Sure, you took out that poppy field making it harder for the insurgents to fund their campaign but the village didn't like that. They do like it when you neutralize insurgent forces nearby, however. Or when you come with a truck loaded up with humanitarian aid.
Political Points, PP, function in a similar way but it's more concerned with support from the people of the United States. PP is also the driving force of your capabilities in theater, so if you're in the negative you're not going to be able to do much.
You can gain PP by destroying poppy fields, neutralizing insurgents, and disabling IEDs. You can also easily lose PP from units taking damage/being destroyed which can happen at a moment's notice from a well-placed ambush.
The team over at Every Single Soldier did a pretty good job with unit selections and balancing the units. Every unit type plays its part in the greater scheme of things and no one unit feels like it's overpowered. I personally like the fact that they made it so that the special forces units are the ones that train the Afghan National Army units, much like how it's actually been done in the past.
Eventually, the goal is to actually hand over command to the ANA so it's important to juggle having your special forces units train the ANA as well as using them and their special abilities to secure objectives that might prove difficult for other units.
Another interesting realism factor in A11 is the elections system. as you start getting longer into the missions elections will be held which can really significantly impact the game in a number of ways. Villages could be more or less helpful, intel harder to get, and penalties for your actions being more serious. You can use some of your precious PP to help sway the election in favor of a candidate of choice or leave it up to the luck of the draw.

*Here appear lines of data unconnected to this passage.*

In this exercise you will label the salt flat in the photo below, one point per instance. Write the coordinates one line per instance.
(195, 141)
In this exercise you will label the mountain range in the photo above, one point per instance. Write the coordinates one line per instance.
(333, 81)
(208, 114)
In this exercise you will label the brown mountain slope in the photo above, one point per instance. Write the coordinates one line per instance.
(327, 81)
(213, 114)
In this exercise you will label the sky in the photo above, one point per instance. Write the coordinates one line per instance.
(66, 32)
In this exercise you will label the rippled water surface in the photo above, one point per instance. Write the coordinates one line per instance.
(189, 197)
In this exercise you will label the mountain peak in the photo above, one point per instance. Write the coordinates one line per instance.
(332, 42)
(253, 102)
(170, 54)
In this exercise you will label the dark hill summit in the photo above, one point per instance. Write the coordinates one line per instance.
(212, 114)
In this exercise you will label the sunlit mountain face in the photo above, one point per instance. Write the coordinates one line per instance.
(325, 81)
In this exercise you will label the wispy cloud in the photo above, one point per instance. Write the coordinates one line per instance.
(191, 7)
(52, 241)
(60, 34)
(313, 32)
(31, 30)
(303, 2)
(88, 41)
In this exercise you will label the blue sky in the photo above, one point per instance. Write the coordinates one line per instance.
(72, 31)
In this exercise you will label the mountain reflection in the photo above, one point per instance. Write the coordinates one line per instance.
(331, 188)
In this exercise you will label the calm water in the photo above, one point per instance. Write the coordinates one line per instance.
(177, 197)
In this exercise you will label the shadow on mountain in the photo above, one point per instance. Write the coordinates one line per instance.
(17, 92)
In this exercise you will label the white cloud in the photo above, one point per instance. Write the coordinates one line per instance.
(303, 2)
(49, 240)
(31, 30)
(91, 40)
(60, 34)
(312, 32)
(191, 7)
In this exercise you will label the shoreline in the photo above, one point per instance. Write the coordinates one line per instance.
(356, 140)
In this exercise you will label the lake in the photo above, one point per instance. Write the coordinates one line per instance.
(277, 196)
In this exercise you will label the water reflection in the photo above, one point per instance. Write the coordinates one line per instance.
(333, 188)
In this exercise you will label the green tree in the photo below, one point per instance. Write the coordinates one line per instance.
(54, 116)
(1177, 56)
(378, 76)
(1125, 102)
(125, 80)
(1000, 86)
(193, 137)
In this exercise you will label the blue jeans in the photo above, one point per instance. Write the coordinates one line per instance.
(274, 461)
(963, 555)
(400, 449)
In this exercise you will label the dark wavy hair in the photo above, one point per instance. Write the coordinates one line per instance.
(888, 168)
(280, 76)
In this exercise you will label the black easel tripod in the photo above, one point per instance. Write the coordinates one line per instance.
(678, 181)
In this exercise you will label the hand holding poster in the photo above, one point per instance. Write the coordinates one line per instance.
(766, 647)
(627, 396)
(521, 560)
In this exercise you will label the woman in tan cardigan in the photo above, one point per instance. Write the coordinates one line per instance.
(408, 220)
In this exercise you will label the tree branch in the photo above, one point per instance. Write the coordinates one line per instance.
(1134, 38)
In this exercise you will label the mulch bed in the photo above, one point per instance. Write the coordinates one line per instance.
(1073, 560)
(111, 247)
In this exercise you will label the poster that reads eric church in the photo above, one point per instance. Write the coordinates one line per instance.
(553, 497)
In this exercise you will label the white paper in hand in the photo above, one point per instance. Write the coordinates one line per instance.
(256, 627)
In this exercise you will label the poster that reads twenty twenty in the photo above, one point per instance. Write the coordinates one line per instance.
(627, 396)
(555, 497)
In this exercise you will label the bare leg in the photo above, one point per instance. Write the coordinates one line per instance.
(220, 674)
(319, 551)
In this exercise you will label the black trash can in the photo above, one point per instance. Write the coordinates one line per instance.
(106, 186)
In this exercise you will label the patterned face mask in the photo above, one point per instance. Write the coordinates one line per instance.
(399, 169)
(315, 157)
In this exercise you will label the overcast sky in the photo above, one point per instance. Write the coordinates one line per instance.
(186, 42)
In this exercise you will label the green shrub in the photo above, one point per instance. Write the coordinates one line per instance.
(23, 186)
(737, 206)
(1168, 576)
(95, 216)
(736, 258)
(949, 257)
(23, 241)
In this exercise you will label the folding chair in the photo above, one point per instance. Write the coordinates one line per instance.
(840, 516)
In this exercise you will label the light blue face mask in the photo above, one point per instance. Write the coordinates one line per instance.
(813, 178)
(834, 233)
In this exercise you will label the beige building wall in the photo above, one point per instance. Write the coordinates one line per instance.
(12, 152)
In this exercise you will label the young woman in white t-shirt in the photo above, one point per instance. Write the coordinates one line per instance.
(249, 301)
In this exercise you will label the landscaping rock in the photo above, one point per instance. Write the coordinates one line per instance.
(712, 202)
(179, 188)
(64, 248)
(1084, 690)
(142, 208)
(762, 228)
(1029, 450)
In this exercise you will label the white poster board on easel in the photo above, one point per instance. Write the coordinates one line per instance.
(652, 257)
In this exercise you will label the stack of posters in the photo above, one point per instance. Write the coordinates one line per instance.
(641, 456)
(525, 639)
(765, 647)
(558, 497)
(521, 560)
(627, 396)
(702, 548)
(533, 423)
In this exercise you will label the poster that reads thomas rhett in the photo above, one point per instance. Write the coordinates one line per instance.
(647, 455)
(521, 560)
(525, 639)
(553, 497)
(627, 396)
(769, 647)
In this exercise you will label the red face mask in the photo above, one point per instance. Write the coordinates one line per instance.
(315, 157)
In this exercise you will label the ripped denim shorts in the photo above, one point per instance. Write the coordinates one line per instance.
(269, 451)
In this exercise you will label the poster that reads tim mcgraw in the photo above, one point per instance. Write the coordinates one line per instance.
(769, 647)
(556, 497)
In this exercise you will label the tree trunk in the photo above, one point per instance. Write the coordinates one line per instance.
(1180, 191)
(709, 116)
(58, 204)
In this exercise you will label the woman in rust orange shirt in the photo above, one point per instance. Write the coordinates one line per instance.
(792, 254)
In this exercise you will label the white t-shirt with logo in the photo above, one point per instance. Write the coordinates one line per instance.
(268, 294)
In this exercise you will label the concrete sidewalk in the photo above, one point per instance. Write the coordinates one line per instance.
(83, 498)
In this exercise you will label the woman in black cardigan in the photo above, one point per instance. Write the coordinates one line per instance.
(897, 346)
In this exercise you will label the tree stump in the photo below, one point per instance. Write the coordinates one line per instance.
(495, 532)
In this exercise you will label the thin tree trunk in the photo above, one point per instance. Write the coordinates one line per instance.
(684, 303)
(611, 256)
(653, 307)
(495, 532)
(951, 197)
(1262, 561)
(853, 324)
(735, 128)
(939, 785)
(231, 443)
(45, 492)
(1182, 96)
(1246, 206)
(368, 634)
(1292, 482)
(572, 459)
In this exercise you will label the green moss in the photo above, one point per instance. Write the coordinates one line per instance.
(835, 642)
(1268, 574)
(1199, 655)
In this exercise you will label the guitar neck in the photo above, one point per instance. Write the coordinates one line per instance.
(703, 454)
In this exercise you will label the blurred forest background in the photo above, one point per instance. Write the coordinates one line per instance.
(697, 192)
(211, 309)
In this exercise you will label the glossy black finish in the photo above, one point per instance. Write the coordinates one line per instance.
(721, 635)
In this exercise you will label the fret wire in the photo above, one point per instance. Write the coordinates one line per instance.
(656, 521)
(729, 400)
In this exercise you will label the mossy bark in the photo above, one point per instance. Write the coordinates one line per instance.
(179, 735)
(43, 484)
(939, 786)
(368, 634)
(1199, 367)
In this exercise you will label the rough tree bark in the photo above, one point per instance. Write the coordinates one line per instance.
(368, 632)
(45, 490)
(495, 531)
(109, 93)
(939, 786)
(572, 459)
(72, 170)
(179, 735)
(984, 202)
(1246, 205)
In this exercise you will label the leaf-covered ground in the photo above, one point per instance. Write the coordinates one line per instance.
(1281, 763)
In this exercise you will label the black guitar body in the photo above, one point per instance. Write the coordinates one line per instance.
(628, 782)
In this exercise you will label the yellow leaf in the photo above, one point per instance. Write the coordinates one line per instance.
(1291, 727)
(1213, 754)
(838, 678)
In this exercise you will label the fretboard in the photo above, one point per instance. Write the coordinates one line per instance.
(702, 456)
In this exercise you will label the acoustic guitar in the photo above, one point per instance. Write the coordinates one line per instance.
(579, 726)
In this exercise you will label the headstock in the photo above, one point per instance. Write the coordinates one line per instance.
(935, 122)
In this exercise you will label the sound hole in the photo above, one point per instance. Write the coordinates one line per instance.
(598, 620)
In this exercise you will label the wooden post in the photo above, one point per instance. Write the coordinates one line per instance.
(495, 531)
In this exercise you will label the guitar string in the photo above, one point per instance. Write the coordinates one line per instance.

Even the achievement system is based around the Army "Dress Blues" or Class A uniform. There are a few of the awards that are not properly named like the Combat Action Badge being called an Infantry Assault Badge, and some of the other awards not being properly labeled so hopefully, they can get that ironed out in a follow-up patch.
Afghanistan '11 was an interesting game to play from the standpoint of someone who had actually been there and experienced aspects of it firsthand. The graphics are good but not really a big focal point of the game. Where this game's strength lies is the tactical play. You're constantly thinking about your next move. Do you use your chinook to deliver supplies to the FOB or do you risk taking the roads that might have IEDs? Do you try to train one more ANA unit, or have your special forces team take out some poppy fields? Do you build the water tower for the nearby village or use your PP to bring in another unit?
At only 10 hours and the first 3 missions completed there is still so much game left to play. And with a price tag of $29.99, it's an affordable title with lots of replay value. If you're a fan of turn-based strategy and you're looking for something a bit different I would recommend Afghanistan '11. You can find the steam page here and, at the time of writing this review the game is on sale for $26.99.
Note: A copy of this game was provided by the developer for review.